Nous apprécions le fait que ceux d’une autre race sont différents de nous. Cette vérité scientifique est la base, la justification et, en même temps, l’obligation de toute politique raciale sans laquelle une restauration de l’Europe à notre époque n’est plus possible. Il ne nous est pas possible de juger si cette autre race est « meilleure » ou « pire ». Car cela exigerait que nous transcendions nos propres limites raciales pour la durée du verdict et que nous adoptions une attitude surhumaine, voire divine, à partir de laquelle seul un verdict « impersonnel » pourrait être formé sur la valeur ou l’absence de cette valeur parmi les nombreuses formes vivantes de Nature inépuisable. Mais nous sommes trop conscients des liens inséparables du sang et de notre propre race pour tenter d’aspirer à un point de vue aussi ultra-racial, même dans l’abstrait.
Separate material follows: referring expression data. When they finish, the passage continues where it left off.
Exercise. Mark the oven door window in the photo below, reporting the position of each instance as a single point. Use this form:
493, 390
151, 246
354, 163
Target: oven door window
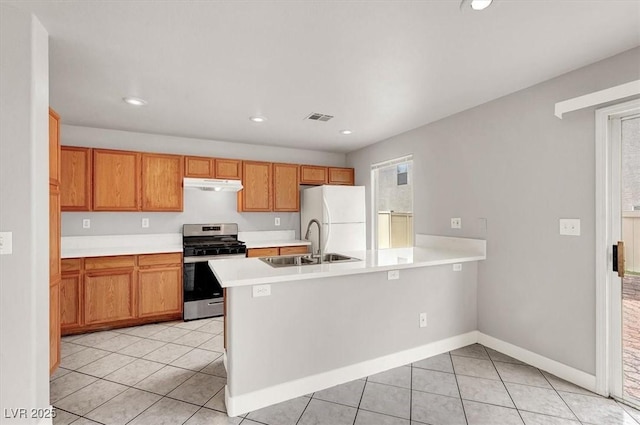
200, 283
L’histoire, la science et la vie elle-même nous disent de mille façons que les êtres humains qui habitent la terre sont tout sauf semblables ; que, de plus, les grandes races ne sont pas seulement physiquement mais surtout spirituellement et intellectuellement différentes les unes des autres. Hier, on est passé à côté de ce fait et en essayant d’unifier les normes politiques, économiques, culturelles et religieuses pour toutes les nations de la terre, on a péché contre la nature, violant les attributs naturels de divers groupes raciaux et nationaux au nom d’un faux principe. Aujourd’hui, nous nous inclinons devant les différences raciales qui existent dans le monde. Nous voulons que chaque type d’être trouve la forme d’expression la mieux adaptée à ses besoins particuliers.
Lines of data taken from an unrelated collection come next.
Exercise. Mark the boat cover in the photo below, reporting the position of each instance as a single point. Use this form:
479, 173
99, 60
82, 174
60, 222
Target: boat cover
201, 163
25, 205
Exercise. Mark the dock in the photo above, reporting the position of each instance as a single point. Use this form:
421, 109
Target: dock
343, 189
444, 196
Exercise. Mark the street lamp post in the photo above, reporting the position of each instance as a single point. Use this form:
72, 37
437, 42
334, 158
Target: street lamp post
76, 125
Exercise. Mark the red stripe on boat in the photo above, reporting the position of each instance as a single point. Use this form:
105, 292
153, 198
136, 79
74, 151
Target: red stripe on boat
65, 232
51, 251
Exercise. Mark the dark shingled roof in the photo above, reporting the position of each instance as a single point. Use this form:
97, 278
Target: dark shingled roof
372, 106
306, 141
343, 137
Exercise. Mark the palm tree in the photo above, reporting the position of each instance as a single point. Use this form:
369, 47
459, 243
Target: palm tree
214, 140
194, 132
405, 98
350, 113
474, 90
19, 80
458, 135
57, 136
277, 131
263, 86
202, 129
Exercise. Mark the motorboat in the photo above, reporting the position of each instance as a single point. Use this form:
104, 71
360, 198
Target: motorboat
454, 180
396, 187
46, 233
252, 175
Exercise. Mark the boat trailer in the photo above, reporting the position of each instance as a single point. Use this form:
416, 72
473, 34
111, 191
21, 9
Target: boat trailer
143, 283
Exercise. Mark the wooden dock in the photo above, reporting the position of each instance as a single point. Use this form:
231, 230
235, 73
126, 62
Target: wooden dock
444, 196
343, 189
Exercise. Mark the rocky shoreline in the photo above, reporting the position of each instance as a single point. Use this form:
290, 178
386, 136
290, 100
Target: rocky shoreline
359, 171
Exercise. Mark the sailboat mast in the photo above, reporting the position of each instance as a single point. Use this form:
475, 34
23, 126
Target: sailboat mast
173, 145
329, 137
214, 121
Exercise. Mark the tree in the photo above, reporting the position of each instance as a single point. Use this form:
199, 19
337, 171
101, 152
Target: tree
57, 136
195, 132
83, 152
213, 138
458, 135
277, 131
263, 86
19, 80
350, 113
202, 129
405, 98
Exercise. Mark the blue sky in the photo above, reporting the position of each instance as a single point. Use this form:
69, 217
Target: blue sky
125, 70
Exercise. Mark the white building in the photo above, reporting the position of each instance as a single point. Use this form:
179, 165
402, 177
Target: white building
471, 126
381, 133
Les principes raciaux du national-socialisme sont donc la garantie la plus sûre du respect de l’intégrité des autres nations. Il est incompatible avec nos idées de penser à incorporer d’autres nationalités dans une Allemagne construite à la suite de conquêtes, car elles resteraient toujours, en raison de leur sang et de leur esprit étrangers, un corps étranger dans l’État allemand. De telles pensées téméraires peuvent être le fait d’un monde qui a pour but la puissance économique ou l’expansion purement territoriale de ses frontières, mais jamais d’un homme d’État qui pense selon des lignes organiques et raciales et dont le souci principal est de préserver la grandeur et, avec elle, l’unité essentielle de son peuple, unis par les liens du sang.
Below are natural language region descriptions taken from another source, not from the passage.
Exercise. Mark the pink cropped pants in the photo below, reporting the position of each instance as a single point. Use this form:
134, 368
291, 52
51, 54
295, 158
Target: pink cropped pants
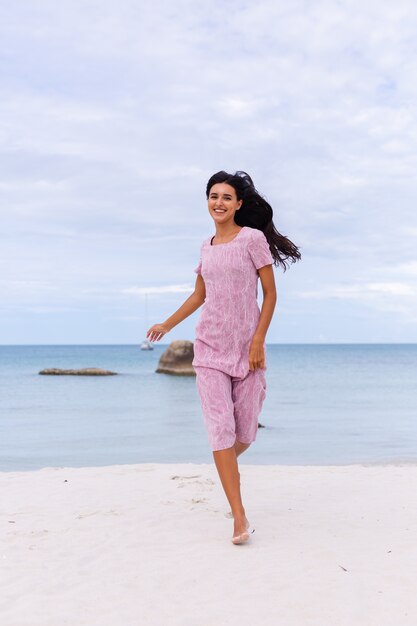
230, 406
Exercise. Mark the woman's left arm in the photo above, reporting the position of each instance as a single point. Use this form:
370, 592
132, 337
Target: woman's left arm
256, 350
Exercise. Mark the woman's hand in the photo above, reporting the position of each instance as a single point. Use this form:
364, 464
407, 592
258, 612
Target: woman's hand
156, 332
256, 354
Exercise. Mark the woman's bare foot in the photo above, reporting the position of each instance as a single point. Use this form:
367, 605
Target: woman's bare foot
240, 529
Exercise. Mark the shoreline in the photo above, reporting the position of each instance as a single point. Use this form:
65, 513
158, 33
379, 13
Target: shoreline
150, 543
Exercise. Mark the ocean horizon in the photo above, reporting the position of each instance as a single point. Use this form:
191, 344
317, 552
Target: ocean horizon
326, 404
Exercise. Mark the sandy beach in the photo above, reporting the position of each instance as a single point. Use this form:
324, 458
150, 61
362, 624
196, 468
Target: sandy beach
150, 544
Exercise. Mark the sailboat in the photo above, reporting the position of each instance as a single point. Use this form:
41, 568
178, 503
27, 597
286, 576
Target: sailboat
146, 344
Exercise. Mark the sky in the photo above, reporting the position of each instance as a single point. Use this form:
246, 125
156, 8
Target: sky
113, 116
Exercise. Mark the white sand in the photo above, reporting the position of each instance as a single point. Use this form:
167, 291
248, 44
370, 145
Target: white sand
150, 544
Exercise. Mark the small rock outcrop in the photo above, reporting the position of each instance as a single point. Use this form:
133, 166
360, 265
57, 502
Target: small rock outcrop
86, 371
177, 359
Pour cette raison, nous n’avons rien en commun avec le chauvinisme et l’impérialisme parce que nous accorderions aux autres races peuplant la terre les mêmes privilèges que nous revendiquons pour nous-mêmes : le droit de façonner notre vie et notre monde particulier selon les exigences de notre propre nature.

Et si le national-socialisme souhaite que le mélange sans restriction du sang soit évité pour l’individu, il n’y a rien là-dedans qui suggère le mépris. Après tout, nous, les Allemands nous-mêmes, considérés d’un point de vue ethnologique, sommes un mélange. Le national-socialisme exige seulement que les revendications du sang et les lois de la biologie soient observées de plus près à l’avenir.

Là encore, notre point de vue n’est pas très éloigné de celui d’autres personnes ayant une bonne vision mentale. Les lois américaines sur l’immigration, par exemple, sont fondées sur une discrimination raciale certaine. Les Européens et les habitants de l’Inde, des îles du Pacifique, etc. se sont instinctivement tenus à l’écart d’un mélange de sang, et les deux parties considèrent véritablement toute transgression comme une très mauvaise forme. Néanmoins, cette attitude naturelle n’enlève rien à la possibilité d’une coopération étroite et d’une interaction amicale. Et, parlant au nom de la nouvelle Allemagne, permettez-moi de le souligner une fois de plus :

Nous ne voulons pas que notre peuple se marie avec ceux d’une race étrangère, car c’est par un tel mélange de sang que les qualités les meilleures et les plus caractéristiques des deux races sont perdues. Mais nous aurons toujours un accueil chaleureux pour tous les hôtes qui souhaitent nous rendre visite, qu’ils soient de civilisations apparentées ou étrangères, et nos opinions raciales ne nous conduisent qu’à une appréciation plus complète de leurs particularités essentielles de la même manière que nous voudrions que nos propres particularités soient respectées.